Thursday, August 29, 2013

Ninth Circuit Upholds California Ban on "Ex-Gay" Therapy for Minors

 The Christofascists who support the use of fraudulent "ex-gay" therapy as a part of their effort to claim that homosexuality is a "choice" and "changeable" and that, therefore, gays deserve no legal protections, suffered a major defeat today when the United States Court of Appeals for the Ninth Circuit upheld California's ban on reparative therapy and "ex-gay" therapy for anyone under the age of 18 (the full opinion can be found here).  As one who tried for 37 years to "change" and to "pray away the gay." I know first hand that these programs are utter bullshit and little better than hiring a witch doctor to cast spells over you to "cure" you.  These programs are noting short of child abuse, and in my view, both therapists who use it on minors and parents who force their children to undergo it ought to be charged with criminal child abuse and prosecuted.  I'm sure the Christofascists will seek to appeal today's ruling to the U.S. Supreme Court which, if the justices have any sense will reject the appeal without an opinion.  Here are details from the opinon:

SUMMARY:  The panel held that Senate Bill 1172 regulates professional conduct, not speech and therefore was subject only to a rational basis review. The panel held that under its police power, California has authority to prohibit licensedmental health providers from administering therapies that the legislature has deemed harmful, and the fact that speech may be used to carry out those therapies does not turn the prohibitions of conduct into prohibitions of speech. The panel further concluded that the First Amendment does not prevent a state from regulating treatment even when that treatment is performed through speech alone. The panel concluded that the record demonstrated that the legislature acted rationally when it decided to protect the well-being of minors by prohibiting mental health providers from using “sexual orientation change efforts” on persons under 18.

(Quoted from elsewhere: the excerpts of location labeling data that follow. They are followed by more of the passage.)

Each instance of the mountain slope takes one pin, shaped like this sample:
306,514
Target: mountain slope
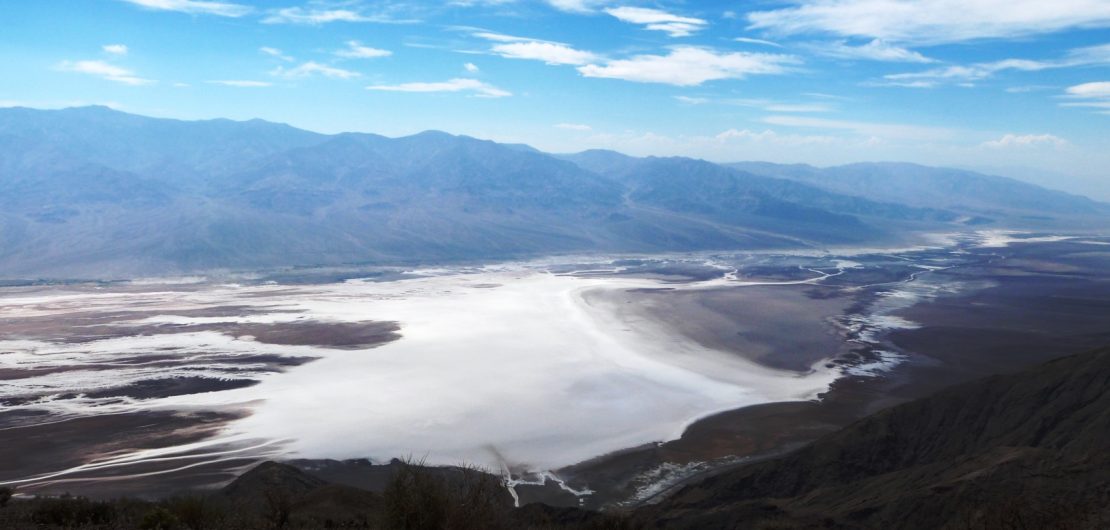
1028,447
91,192
920,186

SB 1172 was clear to a reasonable person and any incidental effect that the ban had on speech was small in comparison to its legitimate sweep; and (3) the ban did not infringe on the fundamental rights of  parents because parents do not have the right to choose a specific type of provider for a specific medical or mental health treatment that the state has reasonably deemed harmful.

OPINION:

The legislature’s stated purpose in enacting SB 1172 was to “protect[] the physical and psychological well-being of minors, including lesbian, gay, bisexual, and transgender youth, and [to] protect[] its minors against exposure to serious harms caused by sexual orientation change efforts.”2012 Cal. Legis. Serv. ch. 835, § 1(n). The legislature relied on the well documented, prevailing opinion of the medical and psychological community that SOCE has not been shown to be effective and that it creates a potential risk of serious harm to those who experience it. Specifically, the legislature relied on position statements, articles, and reports published by the following organizations: the American Psychological Association, the American Psychiatric Association, the American School Counselor Association, the American Academy of Pediatrics, the American Medical Association, the National Association of Social Workers, the American Counseling Association, the American Psychoanalytic Association, the American Academy of Child and Adolescent Psychiatry, and the Pan American Health Organization.

A doctor “may not counsel a patient to rely on quack medicine. The First Amendment would not prohibit the doctor’s loss of license for doing so.”  Conant v. McCaffrey , No. C 97-00139 WHA, 2000 WL 1281174, at *13 (N.D. Cal.Sept. 7, 2000) (order) (unpublished);  see also Shea v. Bd. of  Med. Exam’rs, 146 Cal. Rptr. 653, 662 (Ct. App. 1978) (“The state’s obligation and power to protect its citizens by regulation of the professional conduct of its health practitioners is well settled. . . . [T]he First Amendment . . .does not insulate the verbal charlatan from responsibility for his conduct; nor does it impede the State in the proper exercise of its regulatory functions.” (citations omitted)); cf. Post, 2007 U. Ill. L. Rev. at 949 (“[W]hen a physician speaks to a patient in the course of medical treatment, his opinions are normally regulated on the theory that they are inseparable from the practice of medicine.”).

[W]here we conclude that SB 1172 lands, is the regulation of professional conduct, where the state’s power is great, even though such regulation may have an incidental effect on speech. See id.  (“Just as offer and acceptance are communications incidental to the regulable transaction called a contract, the professional’s speech is incidental to the conduct of the profession.”). Most, if not all, medical treatment requires speech, but that fact does not give rise to a First Amendment claim when the state bans a particular treatment.
 There's much more, but you get the drift.  The Ninth Circuit ripped the "ex-gay" therapy proponents a new one and justifiably so.